## Clustering via K-Medoids

Courtesy of Georgia Tech's CSE 6040, this is one of the exam questions that I wrote. I had hard time finding materials on K-Medoids as it is being overshadowed by K-Means. However, I truly think this is a great method especially when working with dataset with outliers so I decided to expland on the codes I wrote during the exam and tackled another clustering problem.
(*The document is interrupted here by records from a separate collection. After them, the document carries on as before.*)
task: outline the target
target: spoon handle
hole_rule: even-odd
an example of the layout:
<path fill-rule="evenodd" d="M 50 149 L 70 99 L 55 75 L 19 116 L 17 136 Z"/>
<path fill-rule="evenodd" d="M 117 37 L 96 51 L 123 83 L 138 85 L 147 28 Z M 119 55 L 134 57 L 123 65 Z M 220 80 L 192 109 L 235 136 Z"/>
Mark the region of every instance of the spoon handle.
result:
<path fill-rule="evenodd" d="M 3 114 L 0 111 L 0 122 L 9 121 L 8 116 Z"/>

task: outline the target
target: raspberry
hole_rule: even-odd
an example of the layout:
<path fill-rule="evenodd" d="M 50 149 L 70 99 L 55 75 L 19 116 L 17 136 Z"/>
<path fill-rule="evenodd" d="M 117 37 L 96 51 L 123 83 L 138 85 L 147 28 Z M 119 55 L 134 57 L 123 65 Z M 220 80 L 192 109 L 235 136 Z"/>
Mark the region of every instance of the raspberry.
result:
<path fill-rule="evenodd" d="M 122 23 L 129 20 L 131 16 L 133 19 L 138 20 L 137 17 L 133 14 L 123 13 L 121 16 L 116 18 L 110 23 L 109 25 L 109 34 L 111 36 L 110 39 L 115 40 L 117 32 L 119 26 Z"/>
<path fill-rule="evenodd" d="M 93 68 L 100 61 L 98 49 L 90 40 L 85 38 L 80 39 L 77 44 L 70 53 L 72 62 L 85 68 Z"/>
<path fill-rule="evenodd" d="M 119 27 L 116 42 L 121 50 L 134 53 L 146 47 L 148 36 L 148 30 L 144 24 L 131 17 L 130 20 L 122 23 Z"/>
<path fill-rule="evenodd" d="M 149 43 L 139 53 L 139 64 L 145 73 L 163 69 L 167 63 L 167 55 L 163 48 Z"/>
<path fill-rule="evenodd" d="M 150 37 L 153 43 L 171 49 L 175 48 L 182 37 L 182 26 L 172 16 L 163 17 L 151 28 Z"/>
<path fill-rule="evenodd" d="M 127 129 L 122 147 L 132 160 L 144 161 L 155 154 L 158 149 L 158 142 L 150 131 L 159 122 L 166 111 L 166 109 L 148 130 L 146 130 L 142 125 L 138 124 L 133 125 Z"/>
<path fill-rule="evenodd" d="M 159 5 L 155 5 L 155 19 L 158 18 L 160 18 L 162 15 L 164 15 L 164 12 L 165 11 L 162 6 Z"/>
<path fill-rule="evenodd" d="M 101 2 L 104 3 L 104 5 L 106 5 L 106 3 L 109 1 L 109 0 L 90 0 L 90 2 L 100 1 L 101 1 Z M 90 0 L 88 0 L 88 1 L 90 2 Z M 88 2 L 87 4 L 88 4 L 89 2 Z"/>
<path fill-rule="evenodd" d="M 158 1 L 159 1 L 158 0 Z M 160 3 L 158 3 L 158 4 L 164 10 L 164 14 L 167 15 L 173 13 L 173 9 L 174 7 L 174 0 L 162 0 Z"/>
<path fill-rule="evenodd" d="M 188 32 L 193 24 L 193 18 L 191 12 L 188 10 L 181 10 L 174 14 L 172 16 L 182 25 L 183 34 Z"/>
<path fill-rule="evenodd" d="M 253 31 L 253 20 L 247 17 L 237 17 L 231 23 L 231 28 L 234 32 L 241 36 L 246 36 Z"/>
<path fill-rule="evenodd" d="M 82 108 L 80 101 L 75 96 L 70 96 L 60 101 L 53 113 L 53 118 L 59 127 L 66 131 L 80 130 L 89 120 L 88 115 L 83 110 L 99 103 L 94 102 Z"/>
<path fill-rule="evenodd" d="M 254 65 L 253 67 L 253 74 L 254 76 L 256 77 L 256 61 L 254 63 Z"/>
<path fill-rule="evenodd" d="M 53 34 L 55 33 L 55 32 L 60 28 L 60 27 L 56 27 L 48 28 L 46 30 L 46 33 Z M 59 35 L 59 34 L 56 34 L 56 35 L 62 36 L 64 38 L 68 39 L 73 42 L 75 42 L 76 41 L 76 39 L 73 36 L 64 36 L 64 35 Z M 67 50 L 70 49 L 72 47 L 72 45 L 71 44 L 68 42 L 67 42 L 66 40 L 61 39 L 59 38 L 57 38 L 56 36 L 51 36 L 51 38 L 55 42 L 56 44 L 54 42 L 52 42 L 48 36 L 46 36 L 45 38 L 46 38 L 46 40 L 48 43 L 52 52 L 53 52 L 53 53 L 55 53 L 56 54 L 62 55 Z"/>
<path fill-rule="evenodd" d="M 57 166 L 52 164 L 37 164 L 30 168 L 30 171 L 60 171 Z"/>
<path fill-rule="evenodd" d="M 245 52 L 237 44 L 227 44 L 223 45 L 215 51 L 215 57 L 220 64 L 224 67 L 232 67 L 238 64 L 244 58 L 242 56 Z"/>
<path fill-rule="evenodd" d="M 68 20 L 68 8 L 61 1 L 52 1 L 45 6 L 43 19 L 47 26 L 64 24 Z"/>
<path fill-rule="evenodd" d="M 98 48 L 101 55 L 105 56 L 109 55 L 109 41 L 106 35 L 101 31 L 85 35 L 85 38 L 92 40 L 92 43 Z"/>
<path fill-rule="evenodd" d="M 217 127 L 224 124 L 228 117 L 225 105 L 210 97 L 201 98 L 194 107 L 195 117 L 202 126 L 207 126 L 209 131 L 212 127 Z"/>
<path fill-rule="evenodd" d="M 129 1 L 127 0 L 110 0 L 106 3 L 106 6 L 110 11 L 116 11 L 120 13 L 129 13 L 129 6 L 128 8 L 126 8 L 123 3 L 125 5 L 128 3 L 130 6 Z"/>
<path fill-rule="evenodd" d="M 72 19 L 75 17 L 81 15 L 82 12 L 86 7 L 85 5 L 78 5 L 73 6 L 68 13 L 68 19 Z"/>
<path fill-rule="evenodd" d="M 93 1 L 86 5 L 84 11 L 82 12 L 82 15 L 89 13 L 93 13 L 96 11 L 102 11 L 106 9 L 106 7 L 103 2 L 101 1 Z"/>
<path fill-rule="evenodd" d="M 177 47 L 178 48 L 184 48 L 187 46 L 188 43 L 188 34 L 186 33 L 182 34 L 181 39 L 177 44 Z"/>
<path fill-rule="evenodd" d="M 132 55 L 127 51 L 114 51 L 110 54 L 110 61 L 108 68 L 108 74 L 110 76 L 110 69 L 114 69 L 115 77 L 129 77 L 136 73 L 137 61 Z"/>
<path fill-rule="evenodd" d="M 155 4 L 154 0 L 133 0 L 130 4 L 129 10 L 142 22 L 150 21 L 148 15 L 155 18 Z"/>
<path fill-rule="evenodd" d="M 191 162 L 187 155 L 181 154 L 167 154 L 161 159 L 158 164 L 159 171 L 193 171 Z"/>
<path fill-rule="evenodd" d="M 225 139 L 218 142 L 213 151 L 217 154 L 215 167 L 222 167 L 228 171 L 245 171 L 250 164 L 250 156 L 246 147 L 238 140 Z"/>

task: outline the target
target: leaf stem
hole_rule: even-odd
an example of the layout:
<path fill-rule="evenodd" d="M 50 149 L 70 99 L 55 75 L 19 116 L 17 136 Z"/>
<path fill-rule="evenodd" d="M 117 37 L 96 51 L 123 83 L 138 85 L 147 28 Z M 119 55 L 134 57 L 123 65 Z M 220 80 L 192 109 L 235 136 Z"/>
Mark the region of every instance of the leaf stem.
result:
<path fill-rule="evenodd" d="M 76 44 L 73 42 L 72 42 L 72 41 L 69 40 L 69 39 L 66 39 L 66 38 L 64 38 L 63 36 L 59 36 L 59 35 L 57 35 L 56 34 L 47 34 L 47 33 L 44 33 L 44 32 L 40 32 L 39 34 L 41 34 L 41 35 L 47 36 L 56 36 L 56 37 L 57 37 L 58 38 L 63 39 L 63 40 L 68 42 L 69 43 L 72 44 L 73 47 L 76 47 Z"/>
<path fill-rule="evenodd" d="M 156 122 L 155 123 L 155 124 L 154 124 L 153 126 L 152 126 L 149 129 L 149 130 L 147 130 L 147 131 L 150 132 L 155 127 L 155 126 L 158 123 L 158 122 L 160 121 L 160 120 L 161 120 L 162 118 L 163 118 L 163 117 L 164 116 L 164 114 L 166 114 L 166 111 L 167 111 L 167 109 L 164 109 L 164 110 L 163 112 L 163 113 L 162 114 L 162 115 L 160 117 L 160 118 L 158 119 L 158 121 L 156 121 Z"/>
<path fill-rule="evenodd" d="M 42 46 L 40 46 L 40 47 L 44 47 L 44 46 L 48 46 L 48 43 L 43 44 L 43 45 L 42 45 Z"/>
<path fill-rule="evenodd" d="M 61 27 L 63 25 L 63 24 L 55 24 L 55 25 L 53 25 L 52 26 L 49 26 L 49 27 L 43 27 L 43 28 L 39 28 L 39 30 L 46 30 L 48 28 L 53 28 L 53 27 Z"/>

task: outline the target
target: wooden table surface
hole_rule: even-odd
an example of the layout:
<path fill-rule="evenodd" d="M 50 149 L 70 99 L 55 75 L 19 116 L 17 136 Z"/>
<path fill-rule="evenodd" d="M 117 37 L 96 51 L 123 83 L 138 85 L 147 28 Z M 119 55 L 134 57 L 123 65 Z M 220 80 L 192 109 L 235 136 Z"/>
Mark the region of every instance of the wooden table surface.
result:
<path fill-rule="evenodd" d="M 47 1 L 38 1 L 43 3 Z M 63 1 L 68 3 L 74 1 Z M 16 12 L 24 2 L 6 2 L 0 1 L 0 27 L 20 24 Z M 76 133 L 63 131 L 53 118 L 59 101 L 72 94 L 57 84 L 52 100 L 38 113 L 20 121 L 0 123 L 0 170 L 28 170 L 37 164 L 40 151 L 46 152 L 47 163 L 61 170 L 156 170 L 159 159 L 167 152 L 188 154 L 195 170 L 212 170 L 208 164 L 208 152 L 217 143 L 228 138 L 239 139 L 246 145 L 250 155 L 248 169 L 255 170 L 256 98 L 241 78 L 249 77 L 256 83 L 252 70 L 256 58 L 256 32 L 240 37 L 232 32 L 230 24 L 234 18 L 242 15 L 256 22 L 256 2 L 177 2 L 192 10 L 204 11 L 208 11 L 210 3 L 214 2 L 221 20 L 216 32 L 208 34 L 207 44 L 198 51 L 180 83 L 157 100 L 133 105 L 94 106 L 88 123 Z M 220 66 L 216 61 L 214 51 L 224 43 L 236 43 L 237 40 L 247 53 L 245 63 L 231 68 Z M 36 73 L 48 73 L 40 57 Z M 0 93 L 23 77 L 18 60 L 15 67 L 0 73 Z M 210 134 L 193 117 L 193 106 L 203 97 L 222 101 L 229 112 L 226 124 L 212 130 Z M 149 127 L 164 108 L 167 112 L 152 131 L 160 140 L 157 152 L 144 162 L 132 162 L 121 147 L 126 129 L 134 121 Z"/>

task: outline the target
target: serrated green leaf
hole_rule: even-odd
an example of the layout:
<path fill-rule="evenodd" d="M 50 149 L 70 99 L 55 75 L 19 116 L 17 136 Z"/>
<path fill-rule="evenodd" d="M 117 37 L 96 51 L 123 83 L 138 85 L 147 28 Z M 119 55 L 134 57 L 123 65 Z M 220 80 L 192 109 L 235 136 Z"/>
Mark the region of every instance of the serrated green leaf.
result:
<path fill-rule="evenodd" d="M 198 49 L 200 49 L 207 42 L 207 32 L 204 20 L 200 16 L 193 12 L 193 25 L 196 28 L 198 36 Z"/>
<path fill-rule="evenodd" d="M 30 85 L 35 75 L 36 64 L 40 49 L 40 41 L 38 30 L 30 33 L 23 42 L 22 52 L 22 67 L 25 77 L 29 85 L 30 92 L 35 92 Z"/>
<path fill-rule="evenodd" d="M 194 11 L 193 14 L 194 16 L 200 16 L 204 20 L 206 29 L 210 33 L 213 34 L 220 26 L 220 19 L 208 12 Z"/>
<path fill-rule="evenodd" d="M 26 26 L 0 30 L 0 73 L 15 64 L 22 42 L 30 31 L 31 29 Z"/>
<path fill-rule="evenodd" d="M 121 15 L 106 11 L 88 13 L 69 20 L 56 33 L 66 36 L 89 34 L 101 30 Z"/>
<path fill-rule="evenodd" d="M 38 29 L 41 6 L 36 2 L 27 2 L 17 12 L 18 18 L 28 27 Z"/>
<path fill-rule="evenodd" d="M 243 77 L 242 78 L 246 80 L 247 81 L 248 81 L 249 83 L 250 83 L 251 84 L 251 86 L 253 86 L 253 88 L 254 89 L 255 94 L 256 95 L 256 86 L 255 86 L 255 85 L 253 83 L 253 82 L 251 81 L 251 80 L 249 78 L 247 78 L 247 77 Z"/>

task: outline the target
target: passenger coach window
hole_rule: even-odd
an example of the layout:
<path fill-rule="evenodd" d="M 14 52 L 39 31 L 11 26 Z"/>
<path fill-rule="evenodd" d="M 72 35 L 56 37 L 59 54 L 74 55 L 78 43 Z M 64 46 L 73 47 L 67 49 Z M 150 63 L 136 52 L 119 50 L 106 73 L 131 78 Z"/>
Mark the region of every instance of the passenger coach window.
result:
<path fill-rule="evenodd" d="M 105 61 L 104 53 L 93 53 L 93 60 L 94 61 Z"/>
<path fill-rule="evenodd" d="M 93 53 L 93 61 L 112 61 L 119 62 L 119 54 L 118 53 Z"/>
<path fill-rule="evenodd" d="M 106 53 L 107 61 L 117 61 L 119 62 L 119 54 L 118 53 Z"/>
In this project, it will focus on the concept of "k-medoids". Both the k-means and k-medoids algorithms are partitional (breaking the dataset up into groups). K-means attempts to minimize the total squared error from a central position in each cluster (centroids), while k-medoids minimizes the sum of dissimilarities between objects labeled to be in a cluster and one of the objects designated as the representative of that cluster (medoids). In contrast to the k-means algorithm, k-medoids chooses medoids from the objects in the set, instead of a central, average position in the feature space.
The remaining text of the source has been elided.